Iran's Khatam al-Anbia Central Headquarters, the operational command of the Islamic Revolutionary Guard Corps (IRGC), declared the Strait of Hormuz closed on Saturday 20 June and called the move "the first step of response to the enemy's breach of trust" 1. The order came from the corps, not from Iran's Foreign Ministry. IRGC boats told all commercial shipping to stay clear. The stated grounds were that Israeli strikes in Lebanon broke Article 1 of the Islamabad Memorandum of Understanding (MoU), the deal Iran and the US signed on 15 June under Pakistani and Qatari mediation.
This is the IRGC's second Hormuz closure declaration of the war. The first came on 11 June, an order US Central Command (CENTCOM) also rejected at the time. CENTCOM rejected this one too: spokesman Navy Captain Tim Hawkins said "Iran does not control the strait of Hormuz" 2, and reported commercial traffic continuing to move.
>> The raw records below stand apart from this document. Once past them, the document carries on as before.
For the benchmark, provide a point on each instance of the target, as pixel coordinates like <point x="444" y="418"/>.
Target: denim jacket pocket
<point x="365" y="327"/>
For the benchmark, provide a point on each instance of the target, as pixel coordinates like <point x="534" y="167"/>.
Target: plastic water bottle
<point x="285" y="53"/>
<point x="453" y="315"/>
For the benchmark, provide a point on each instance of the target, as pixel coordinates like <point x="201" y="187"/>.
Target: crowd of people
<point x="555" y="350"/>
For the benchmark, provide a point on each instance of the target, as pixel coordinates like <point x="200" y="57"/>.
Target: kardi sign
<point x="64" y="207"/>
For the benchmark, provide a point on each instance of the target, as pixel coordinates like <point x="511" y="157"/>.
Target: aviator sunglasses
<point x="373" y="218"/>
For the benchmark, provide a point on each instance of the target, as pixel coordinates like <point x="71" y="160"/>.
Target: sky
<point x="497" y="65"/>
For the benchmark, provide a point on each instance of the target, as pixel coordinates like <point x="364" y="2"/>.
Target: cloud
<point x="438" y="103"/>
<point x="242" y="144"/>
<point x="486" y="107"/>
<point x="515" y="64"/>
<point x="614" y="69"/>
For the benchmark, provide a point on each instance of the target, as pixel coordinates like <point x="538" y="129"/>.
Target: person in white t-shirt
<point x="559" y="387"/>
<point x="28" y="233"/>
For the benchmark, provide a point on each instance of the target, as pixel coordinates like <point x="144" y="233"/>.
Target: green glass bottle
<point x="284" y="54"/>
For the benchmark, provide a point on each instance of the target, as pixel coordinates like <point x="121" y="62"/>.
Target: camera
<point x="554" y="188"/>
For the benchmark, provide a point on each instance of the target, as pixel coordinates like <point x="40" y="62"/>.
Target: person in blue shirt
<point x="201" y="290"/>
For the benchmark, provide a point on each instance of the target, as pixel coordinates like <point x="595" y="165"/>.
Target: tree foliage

The pattern is now set across two declarations in nine days, with the corps closing the waterway by announcement and the transit data answering back.
The closure exposes the same fracture visible at the Switzerland talks the next day, where Araghchi and Ghalibaf were negotiating the MOU even as the corps declared its central provision void. Khamenei has not appeared in public since 8 March and communicates by sealed courier, so the corps runs the war while the civilian ministry runs the diplomatic track. The two arms of the Iranian state point in opposite directions on the same calendar day.
Article 1 of the MOU governs the ceasefire, and Iran's case is that Israel's Lebanon offensive broke it. Yet Israel never signed the MOU and rejected its terms outright . Iran is invoking a breach of a deal by a government that is not party to it, which makes the closure a pressure instrument aimed at Washington over Lebanon rather than a maritime measure with a legal spine.